14.2.04

Sherazades tiram véu de silêncio


Marjane Satrapi, em autoretrato

(Publicada originalmente no Idéias, do JB)

Reading Lolita in Tehran
Azar Nafisi
Random House, 238 páginas
US$ 13,95

Persepolis
Marjane Satrapi
Pantheon, 160 páginas
US$ 12,57

O primeiro é um ensaio sereno e sofisticado, crivado de referências literárias. O segundo, uma ácida história em quadrinhos feita a partir da ótica de uma criança. Contudo, a distância entre Lendo Lolita em Teerã, de Azar Nafisi, e Persepolis, de Marjane Satrapi, não poderia ser menor. Tão diferentes quanto complementares, as duas memórias (que serão publicadas este ano no Brasil) abordam a vida de suas autoras durante a Revolução islâmica do Irã, que completa 25 anos este fevereiro, numa fase de instabilidade com poucos precedentes.

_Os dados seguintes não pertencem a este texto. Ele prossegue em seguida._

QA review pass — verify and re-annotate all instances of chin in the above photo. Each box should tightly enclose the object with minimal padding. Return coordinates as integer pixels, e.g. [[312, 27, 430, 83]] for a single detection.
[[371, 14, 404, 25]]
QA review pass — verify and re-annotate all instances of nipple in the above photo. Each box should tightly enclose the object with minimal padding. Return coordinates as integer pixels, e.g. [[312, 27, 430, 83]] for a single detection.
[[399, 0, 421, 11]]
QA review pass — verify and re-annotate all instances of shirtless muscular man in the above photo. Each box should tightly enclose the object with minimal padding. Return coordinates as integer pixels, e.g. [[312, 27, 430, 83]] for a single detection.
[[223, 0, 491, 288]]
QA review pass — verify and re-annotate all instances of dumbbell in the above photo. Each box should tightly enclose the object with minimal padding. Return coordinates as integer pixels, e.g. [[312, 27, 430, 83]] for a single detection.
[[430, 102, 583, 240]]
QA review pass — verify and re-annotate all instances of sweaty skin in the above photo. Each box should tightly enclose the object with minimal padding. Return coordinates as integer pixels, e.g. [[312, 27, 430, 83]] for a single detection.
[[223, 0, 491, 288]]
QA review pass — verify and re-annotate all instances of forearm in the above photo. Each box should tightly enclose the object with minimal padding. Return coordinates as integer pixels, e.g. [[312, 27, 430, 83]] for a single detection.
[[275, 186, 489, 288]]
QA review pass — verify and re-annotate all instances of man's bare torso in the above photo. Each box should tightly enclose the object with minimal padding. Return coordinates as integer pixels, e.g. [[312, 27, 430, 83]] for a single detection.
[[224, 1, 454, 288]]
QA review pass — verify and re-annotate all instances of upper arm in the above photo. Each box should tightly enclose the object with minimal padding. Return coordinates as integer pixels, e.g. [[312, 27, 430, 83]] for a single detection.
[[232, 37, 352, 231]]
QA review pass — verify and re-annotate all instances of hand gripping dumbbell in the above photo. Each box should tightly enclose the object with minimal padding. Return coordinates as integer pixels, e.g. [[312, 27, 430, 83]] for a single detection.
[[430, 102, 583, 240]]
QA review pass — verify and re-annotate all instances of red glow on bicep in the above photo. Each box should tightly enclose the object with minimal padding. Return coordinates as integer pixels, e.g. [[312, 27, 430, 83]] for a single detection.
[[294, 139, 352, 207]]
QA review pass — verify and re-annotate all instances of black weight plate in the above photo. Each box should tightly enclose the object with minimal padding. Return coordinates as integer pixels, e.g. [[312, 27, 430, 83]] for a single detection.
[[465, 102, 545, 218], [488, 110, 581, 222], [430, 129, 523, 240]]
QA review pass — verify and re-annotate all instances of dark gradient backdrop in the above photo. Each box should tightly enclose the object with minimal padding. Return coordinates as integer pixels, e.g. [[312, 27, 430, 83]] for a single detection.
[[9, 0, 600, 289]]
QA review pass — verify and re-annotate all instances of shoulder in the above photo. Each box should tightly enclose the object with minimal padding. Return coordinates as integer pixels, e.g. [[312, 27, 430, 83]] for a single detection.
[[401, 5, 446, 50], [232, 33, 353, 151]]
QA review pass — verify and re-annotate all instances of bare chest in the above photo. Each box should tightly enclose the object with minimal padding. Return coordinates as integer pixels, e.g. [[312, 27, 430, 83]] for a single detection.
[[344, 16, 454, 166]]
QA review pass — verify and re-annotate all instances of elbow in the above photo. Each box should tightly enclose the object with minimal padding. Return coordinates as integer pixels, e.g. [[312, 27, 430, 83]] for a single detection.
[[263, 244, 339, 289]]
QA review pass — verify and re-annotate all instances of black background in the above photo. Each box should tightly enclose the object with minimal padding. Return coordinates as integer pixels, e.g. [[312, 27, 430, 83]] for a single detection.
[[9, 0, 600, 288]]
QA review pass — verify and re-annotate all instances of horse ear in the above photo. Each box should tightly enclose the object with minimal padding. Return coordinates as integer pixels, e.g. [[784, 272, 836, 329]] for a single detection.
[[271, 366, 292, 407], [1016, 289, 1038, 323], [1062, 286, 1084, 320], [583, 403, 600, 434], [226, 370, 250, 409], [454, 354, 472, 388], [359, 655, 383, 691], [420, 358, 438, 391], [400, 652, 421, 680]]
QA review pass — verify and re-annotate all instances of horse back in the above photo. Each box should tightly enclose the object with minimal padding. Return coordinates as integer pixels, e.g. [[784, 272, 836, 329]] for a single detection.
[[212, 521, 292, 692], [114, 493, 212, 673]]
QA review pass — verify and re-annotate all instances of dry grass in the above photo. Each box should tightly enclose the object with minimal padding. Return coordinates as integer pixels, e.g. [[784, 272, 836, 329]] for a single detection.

Persepolis retrata em forma de quadrinhos a infância e adolescência de Marjane no Irã, entre o fim da década de 70 e o início da década de 80. A autora diz que o livro registra as histórias que, por anos, fascinaram amigos e colegas: as polícias de costumes, os mísseis iraquianos, os jasmins que sua avó guardava dentro do sutiã para ficar cheirosa. Depois do sucesso – 150 mil cópias na França, 40 mil nos EUA e uma sucessão de prêmios – já estão sendo finalizados mais dois volumes, que retomam a história do abrupto ponto onde parou. Já Lendo Lolita… mistura análise literária sobre Nabokov, James, Austen e outros com as memórias do período em que Azar, uma professora de literatura inglesa, mantinha classes clandestinas em casa com um seleto grupo de ex-alunas.

O véu, por coincidência, é o ponto de partida das duas histórias. Para Azar, ele funcionou como uma senha. A exigência, por parte de seus superiores na Universidade Allameh Tabatabai, de que usasse o hejab durante as aulas foi o sinal de que os tempos haviam mudado demais. Desligou-se da universidade e passou a reunir em sua casa um grupo tão interessado quanto heterogêneo de alunas para discutir grandes obras da literatura ocidental. Já em Persepolis, é o véu que torna palpável para Marji toda a reviravolta cultural imposta pelos ciosos mulás: sem saber exatamente por que cobrir os cabelos com aquele pano espesso e negro, Marjane e suas colegas do liberal (e agora extinto) Liceu Francês transformavam o hejab em corda de pular, fantasia de monstro – ou simplesmente jogavam-no no chão.

E é exatamente essa sanha infantil de reinventar elementos da realidade circundante (ou mesmo de abandoná-los, suprimi-los) que os quadrinhos de Marjane flagram com boa mira. Num momento, ela festeja a derrubada do xá entronado pelo Ocidente; noutro, odeia o regime por não permitir turmas de meninos e meninas; num terceiro, quer alistar-se, aos 11 anos, para lutar por seu país na guerra com o Iraque. Da mesma forma, diz ser o novo Messias e recebe Alá para conversas ao pé da cama – apenas para venerar Che Guevara e ler avidamente uma versão em quadrinhos do Materialismo dialético no instante seguinte. A grande diferença entre Karl Marx e o Altíssimo, conclui ela num certo ponto, é que o cabelo do primeiro é mais encaracolado.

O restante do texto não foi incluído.